What is spina bifida?

Spina bifida is a condition in which there is abnormal development of the fetus’s bony spine, which leads the spinal cord and nerves to herniate into the amniotic cavity. The nerves may be covered by a sac (myelomeningocele), but the fetal cerebrospinal fluid (CSF) can leak into the amniotic fluid. The defect can occur anywhere along the spine, but it usually occurs along the lower segments of the spine (the lumbar and sacral regions).

Spina Bifida illustration

Treatment for fetal spina bifida

Benefits of fetal spina bifida in-utero repair:

  • Decreased need for postnatal ventriculo-peritoneal shunt
  • Improved lower motor function (i.e., increased likelihood of walking without assistance)

Potential benefits of fetoscopic in-utero fetal spina bifida surgery versus open fetal surgery:

  • Exposure of the fetal spine is performed via two to three small uterine ports rather than a hysterotomy (which is required for open fetal surgery)
  • Potential for vaginal trial of labor
  • Potential for delivery at later gestational ages compared with open fetal surgery.

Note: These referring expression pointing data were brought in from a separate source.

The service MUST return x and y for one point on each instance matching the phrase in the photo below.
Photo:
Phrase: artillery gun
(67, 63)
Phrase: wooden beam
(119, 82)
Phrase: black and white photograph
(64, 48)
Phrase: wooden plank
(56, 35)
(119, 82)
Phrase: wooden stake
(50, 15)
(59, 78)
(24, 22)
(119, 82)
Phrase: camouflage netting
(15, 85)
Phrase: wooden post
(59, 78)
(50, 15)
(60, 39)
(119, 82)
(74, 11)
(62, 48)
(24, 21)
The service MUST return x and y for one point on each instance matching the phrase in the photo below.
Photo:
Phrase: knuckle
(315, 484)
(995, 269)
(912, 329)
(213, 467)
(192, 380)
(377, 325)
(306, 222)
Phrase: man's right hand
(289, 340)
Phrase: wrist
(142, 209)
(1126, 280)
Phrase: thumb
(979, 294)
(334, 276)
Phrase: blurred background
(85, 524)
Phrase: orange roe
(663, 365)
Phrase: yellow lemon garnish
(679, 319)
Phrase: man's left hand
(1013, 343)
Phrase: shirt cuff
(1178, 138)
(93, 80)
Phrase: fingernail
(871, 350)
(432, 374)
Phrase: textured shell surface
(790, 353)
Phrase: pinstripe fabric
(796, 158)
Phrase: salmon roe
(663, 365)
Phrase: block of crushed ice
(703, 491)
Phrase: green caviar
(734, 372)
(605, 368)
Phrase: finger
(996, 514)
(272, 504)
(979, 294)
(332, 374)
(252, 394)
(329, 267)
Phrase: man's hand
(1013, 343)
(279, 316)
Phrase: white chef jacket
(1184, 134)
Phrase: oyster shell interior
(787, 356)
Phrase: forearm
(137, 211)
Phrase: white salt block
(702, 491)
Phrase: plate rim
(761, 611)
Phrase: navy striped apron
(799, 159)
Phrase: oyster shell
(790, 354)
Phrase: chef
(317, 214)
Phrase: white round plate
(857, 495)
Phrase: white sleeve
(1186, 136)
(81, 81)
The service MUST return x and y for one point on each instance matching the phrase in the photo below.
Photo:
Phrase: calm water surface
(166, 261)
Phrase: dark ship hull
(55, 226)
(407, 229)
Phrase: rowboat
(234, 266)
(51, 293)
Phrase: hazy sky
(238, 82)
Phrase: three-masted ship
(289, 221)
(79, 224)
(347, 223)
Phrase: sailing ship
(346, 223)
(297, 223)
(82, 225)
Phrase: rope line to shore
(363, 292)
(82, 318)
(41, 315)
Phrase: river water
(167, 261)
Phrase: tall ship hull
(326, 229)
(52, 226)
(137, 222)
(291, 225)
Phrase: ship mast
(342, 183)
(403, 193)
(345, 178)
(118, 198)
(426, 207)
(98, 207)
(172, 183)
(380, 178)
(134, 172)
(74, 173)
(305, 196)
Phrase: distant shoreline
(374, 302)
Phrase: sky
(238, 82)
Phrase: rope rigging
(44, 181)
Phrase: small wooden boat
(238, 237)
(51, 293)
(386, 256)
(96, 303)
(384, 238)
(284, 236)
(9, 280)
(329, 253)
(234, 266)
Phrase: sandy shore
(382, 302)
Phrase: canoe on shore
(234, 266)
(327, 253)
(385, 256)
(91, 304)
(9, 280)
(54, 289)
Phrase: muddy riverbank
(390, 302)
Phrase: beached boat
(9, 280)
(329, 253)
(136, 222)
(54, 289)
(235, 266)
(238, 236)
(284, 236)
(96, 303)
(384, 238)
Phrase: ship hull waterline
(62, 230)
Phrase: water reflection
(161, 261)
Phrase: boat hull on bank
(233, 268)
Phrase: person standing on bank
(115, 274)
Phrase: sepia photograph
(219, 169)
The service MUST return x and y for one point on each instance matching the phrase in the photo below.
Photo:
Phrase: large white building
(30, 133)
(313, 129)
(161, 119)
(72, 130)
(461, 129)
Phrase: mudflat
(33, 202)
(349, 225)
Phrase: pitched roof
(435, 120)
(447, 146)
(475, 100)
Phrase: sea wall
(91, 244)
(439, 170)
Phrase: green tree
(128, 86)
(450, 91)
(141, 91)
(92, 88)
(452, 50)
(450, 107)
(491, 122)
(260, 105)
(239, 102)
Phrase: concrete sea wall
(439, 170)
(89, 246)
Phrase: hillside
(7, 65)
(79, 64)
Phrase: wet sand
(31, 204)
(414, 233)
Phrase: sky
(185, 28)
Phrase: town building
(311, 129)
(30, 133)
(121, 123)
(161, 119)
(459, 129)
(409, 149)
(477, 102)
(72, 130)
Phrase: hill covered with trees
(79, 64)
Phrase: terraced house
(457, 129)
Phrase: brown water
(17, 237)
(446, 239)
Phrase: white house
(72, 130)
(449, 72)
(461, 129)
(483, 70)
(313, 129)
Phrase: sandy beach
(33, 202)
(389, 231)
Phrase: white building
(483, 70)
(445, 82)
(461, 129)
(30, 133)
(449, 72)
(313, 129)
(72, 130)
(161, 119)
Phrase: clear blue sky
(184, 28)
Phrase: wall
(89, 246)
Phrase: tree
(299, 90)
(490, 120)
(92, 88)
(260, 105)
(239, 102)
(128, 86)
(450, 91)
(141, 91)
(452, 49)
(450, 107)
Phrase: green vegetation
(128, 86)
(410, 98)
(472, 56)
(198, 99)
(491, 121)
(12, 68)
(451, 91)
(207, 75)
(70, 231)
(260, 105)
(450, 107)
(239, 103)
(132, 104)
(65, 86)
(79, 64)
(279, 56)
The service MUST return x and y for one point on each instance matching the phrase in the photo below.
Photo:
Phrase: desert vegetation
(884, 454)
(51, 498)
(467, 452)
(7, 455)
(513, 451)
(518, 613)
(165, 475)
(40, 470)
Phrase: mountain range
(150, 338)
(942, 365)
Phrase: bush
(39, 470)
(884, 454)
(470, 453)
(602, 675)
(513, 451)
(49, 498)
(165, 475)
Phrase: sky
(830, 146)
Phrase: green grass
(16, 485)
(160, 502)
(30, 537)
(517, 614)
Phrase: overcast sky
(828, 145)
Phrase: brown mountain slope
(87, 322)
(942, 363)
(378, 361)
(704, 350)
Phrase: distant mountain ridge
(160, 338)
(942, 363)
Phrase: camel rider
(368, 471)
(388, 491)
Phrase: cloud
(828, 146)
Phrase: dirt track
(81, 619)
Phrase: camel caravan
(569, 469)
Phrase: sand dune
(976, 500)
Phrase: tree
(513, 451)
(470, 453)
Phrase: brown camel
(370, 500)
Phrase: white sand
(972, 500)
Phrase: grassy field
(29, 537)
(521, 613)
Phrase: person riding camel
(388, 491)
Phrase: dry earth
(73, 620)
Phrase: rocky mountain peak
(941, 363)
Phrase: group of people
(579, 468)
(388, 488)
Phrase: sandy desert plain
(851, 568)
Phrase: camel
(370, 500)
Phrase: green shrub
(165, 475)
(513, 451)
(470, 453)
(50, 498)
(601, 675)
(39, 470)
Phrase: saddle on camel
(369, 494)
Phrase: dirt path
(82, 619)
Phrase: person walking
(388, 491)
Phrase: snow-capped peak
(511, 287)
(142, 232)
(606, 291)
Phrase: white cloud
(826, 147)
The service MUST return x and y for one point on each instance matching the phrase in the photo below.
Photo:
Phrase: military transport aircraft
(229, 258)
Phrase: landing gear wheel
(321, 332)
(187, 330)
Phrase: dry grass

Criteria for fetoscopic in-utero repair (MOMS study criteria):

  • Isolated spinal lesion starting at or above S1
  • Chiari II malformation (brainstem herniation downward, small posterior fossa)
  • Surgery must be performed before 25 6/7 weeks
  • Normal karyotype or microarray testing via amniocentesis
  • Maternal BMI <35
  • No contraindications to in-utero surgery – no prior myomectomy or any surgery on the uterus (other than cesarean)
  • Low risk for preterm birth – no history of preterm birth, normal cervical length
  • Evaluation includes ultrasound, MRI, fetal echocardiogram, amniocentesis and multidisciplinary consultation

What are the most common types of spina bifida?

  • Spina bifida occulta. A mild form of spina bifida in which the skin covers the spinal defect and the spinal cord and the nerves do not herniate into the amniotic cavity. This form of spina bifida may be characterized only by a hairy patch, dimple or birthmark over the area of the defect after delivery. Some babies with this condition require surgery at three to six months of age to de-tether the spinal cord.
  • Lipomyelomeningocele. A moderate form of spina bifida in which the skin is covers the spinal defect but there is fatty lump under the skin that is tethered to the spinal cord. Infants with this condition require surgery at three to six months of age to repair the defect.
  • Meningocele. A moderate form of spina bifida in which only a fluid-filled sac herniates outside the spine and the spinal nerves do not. This condition may require early repair after birth or in the first six months of the patient’s life, depending on the skin overlying the meningocele.
  • Myelomeningocele. A severe form of spina bifida in which the nerves herniate through the bony defect outside of the body and are covered by a thin fluid-filled sac. The nerves that are exposed to the amniotic cavity are damaged over time, leading to difficulty walking and problems with bladder and bowel function. These defects are repaired in utero or in the first one to two days of the patient’s life. A majority of babies with myelomeningocele will also have herniation of the brain into the base of the skull (Chiari II malformation), which leads to a buildup of extra fluid in the brain (hydrocephalus). Babies with hydrocephalus need a shunt or an endoscopic procedure after delivery in order to reduce the pressure in the brain.